This article is about how we built the new highly scalable cloud hosting solution using IPv6-only communication between commodity servers, what problems we faced with the IPv6 protocol, and how we tackled them for handling more than 10 million active users.
Why Did We Decide to Run an IPv6-Only Network?
At Hostinger, we care a lot about innovative technologies, so we decided to run a new project named Awex that is based on this protocol. Only frontend (user facing) services are running in a dual-stack environment — everything else is IPv6-only for west-east traffic.
I don't want to dive into details with this post, but I will describe crucial components needed for building this architecture.
We are using pods. A pod is a cluster that shares the same VIP (Virtual IP) addresses as anycast and can handle HTTP/HTTPS requests in parallel. Hunderds of nodes per pod can handle users' requests simultaneously without saturating a single one. Parallelization is done using BGP and ECMP with resilient hashing to avoid traffic scattering. Hence every edge node is running a BGP daemon for announcing VIPs to ToR switch. As the BGP daemon, we are running ExaBGP and using a single IPv6 session for announcing both protocols (IPv4/IPv6). The BGP session is configured automatically during server bootstrap step. Announcements are different depending on the server's role, including the /64 prefix for each node and many of the VIPs for north-south traffic. The /64 prefix is specially delegated for containers. Every edge node runs plenty of containers, and they communicate among each other between other nodes and internal services.
Every edge node uses Redis as a slave replica to get upstream for a particular application, hence every upstream has thousands of containers (IPv6) as a list spanning between nodes in a pod. These huge lists are generated in real-time using consul-template. The edge node has many public IPv4 (512) and global IPv6 (512) addresses. Wondering why? To handleDDoS attacks. We use DNS to randomize A/AAAA for a client's response. The client points his domain to our CNAME record, named
route, which, in turn, is randomized by our custom service named Razor. We will talk about Razor in the further posts.
At first, for the ToR switches, we decided to use OpenSwitch, which is quite young but an interesting and promising community project. We tested this OS in our lab for few months and even contributed some changes to OpenSwitch, like this patch. There were a number of bugs, and most of them were finally fixed, but not as fast as we needed. So, we postponed experimenting with OpenSwitch for a while and gave Cumulus a try. By the way, we are still testing OpenSwitch in our lab because we are planning to use it in the near future.
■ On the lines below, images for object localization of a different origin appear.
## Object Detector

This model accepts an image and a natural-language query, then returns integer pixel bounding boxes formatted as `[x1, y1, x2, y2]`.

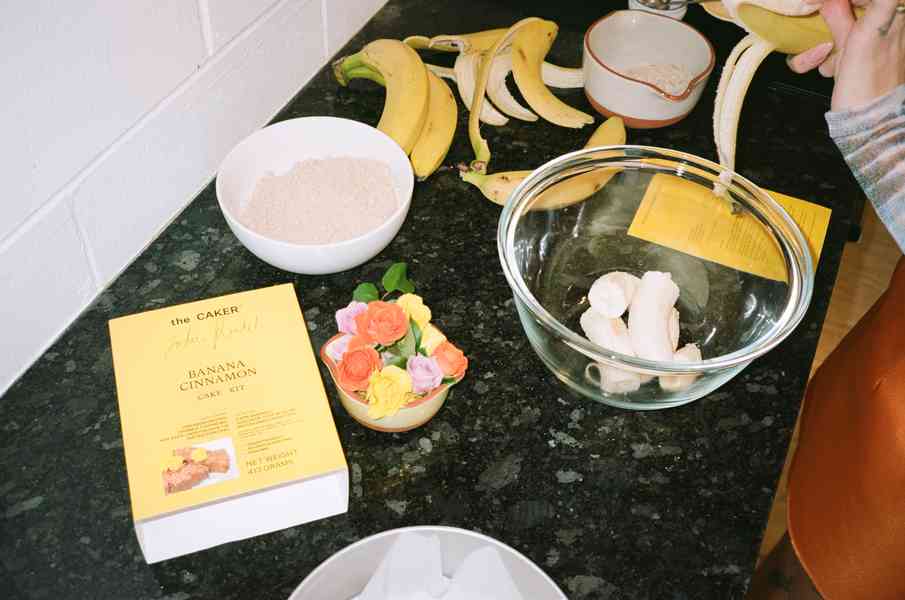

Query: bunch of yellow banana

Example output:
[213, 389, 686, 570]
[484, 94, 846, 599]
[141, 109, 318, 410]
[461, 115, 626, 209]
[333, 39, 457, 180]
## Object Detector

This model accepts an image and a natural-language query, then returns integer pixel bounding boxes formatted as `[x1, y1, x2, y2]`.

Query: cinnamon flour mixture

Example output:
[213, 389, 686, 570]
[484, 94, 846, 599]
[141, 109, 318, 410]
[623, 63, 693, 96]
[240, 157, 398, 244]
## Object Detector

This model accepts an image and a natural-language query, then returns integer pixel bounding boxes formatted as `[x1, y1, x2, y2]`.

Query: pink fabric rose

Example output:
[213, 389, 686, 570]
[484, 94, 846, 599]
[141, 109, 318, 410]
[326, 334, 354, 362]
[335, 301, 368, 334]
[406, 355, 443, 395]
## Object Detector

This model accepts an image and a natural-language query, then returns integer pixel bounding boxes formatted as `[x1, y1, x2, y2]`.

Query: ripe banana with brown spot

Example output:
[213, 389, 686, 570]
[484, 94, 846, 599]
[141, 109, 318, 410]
[461, 116, 626, 208]
[334, 39, 430, 155]
[511, 20, 594, 129]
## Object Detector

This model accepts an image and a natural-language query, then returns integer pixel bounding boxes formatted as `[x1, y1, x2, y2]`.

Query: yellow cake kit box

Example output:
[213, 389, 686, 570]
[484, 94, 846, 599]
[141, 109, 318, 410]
[108, 283, 347, 563]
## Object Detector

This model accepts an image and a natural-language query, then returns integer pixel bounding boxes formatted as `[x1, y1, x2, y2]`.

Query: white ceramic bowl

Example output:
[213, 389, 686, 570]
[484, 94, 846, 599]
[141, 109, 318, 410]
[287, 526, 567, 600]
[216, 117, 414, 275]
[583, 10, 715, 128]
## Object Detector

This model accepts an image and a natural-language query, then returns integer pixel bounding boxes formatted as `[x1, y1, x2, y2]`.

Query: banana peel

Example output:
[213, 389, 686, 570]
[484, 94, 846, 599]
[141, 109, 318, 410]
[705, 0, 864, 199]
[404, 29, 584, 89]
[510, 20, 594, 129]
[462, 116, 626, 209]
[467, 18, 546, 172]
[425, 28, 509, 53]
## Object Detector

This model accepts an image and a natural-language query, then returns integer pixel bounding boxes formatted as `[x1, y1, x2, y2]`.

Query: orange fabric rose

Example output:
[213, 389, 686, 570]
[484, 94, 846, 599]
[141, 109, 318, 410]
[346, 335, 370, 352]
[354, 301, 409, 346]
[433, 341, 468, 380]
[336, 345, 382, 392]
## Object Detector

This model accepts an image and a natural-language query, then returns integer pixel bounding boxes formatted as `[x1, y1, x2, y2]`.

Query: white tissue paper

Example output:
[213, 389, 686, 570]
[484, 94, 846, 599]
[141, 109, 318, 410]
[357, 533, 525, 600]
[443, 546, 524, 600]
[359, 533, 447, 600]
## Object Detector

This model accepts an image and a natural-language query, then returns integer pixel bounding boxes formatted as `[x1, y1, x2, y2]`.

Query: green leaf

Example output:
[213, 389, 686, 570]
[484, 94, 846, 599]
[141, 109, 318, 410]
[394, 325, 416, 358]
[353, 282, 379, 302]
[383, 354, 407, 369]
[442, 376, 458, 385]
[411, 320, 423, 353]
[381, 262, 414, 294]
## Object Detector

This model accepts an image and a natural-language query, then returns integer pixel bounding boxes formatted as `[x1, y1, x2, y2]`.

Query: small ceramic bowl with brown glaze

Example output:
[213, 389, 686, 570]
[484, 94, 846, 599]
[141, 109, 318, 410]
[583, 10, 715, 128]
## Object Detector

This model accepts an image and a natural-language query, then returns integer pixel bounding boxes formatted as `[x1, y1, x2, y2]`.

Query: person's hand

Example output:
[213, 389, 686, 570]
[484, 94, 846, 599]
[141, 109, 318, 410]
[787, 0, 905, 111]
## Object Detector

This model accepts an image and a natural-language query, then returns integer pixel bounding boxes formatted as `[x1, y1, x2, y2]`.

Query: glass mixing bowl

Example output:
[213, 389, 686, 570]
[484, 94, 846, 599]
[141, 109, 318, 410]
[497, 146, 814, 410]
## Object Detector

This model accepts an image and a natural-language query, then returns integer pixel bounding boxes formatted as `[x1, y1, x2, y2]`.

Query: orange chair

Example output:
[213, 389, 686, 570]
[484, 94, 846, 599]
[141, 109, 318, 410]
[750, 256, 905, 599]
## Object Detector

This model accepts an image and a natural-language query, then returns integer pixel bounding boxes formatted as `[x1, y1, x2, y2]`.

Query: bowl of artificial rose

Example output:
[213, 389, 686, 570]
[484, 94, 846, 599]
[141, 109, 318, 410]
[320, 263, 468, 432]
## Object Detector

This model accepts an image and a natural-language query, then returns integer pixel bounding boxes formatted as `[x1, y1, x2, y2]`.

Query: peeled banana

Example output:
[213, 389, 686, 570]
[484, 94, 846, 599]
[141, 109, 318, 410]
[461, 116, 626, 208]
[511, 20, 594, 129]
[334, 39, 430, 155]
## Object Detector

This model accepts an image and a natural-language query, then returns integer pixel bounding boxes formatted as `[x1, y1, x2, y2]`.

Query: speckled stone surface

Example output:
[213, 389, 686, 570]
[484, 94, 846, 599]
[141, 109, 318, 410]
[1, 1, 859, 599]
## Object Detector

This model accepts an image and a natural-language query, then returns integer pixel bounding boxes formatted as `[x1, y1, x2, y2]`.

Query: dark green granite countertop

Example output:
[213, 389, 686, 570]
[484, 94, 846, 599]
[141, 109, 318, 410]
[1, 1, 859, 598]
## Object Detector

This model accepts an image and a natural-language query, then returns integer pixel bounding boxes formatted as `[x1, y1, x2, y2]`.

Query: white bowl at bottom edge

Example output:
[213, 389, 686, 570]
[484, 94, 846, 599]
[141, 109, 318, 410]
[287, 526, 567, 600]
[216, 117, 414, 275]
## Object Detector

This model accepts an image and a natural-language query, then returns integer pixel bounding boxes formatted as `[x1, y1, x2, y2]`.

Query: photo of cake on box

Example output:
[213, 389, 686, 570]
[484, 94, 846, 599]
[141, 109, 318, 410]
[161, 439, 237, 495]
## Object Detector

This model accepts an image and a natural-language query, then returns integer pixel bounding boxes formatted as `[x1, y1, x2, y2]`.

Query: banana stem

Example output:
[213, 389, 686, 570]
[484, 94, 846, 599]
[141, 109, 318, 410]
[460, 170, 487, 187]
[332, 53, 367, 86]
[344, 65, 386, 87]
[403, 35, 430, 50]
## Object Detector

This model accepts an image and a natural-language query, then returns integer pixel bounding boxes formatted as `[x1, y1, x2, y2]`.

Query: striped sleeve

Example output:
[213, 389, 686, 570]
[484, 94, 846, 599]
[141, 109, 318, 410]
[826, 84, 905, 253]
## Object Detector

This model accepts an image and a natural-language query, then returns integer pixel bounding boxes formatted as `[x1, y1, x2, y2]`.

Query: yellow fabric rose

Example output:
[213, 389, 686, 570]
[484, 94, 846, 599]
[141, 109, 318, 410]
[420, 323, 447, 354]
[396, 294, 432, 330]
[366, 365, 414, 419]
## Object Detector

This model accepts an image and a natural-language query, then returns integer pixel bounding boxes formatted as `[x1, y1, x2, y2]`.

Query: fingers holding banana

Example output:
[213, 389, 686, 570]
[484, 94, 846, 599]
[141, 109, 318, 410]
[787, 0, 905, 109]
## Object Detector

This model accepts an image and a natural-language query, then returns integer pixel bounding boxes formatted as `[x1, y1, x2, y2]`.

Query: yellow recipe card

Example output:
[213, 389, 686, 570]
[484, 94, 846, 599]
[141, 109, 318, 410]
[109, 283, 347, 563]
[627, 173, 832, 281]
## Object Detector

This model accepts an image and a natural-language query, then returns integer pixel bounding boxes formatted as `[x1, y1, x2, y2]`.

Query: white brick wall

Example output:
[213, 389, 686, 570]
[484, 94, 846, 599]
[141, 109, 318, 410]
[0, 0, 389, 394]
Cumulus allows us to have a fully automated network, where we reconfigure elements such as BGP neighbors, upstreams, firewall, bridges, etc. on changes. For instance, if we add a new node, Ansible will automatically see changes in the Chef inventory by looking at LLDP attributes and regenerate the network configuration for a particular switch. If we want to add a new BGP upstream or firewall rule, we just create a pull request to our GitHub repo, and everything is done automatically, including checking the syntax and deploying changes in production. Every node is connected with a single 10GE interface using Clos topology. Here are a few examples of pull requests:
Problems We Tackled During the Process
- Different format for defining IPv6 addresses: Some services use brackets to wrap an IPv6 address inside (
[2001:dead:beef::1]), others do not (
2001:dead:beef::1), or the best are (
- Libraries incompatible with the IPv6 protocol: For example, the Sensu monitoring framework doesn't support IPv6, so we moved to Prometheus.
- Cisco IOS bug: We were unable to use a single IPv6 iBGP session for handling both protocols because Cisco includes link-local address with global as the next-hop. There were two options to exclude link-local addresses: use private ASs or loopback interfaces as the update-source. We moved to a private AS numbers per rack.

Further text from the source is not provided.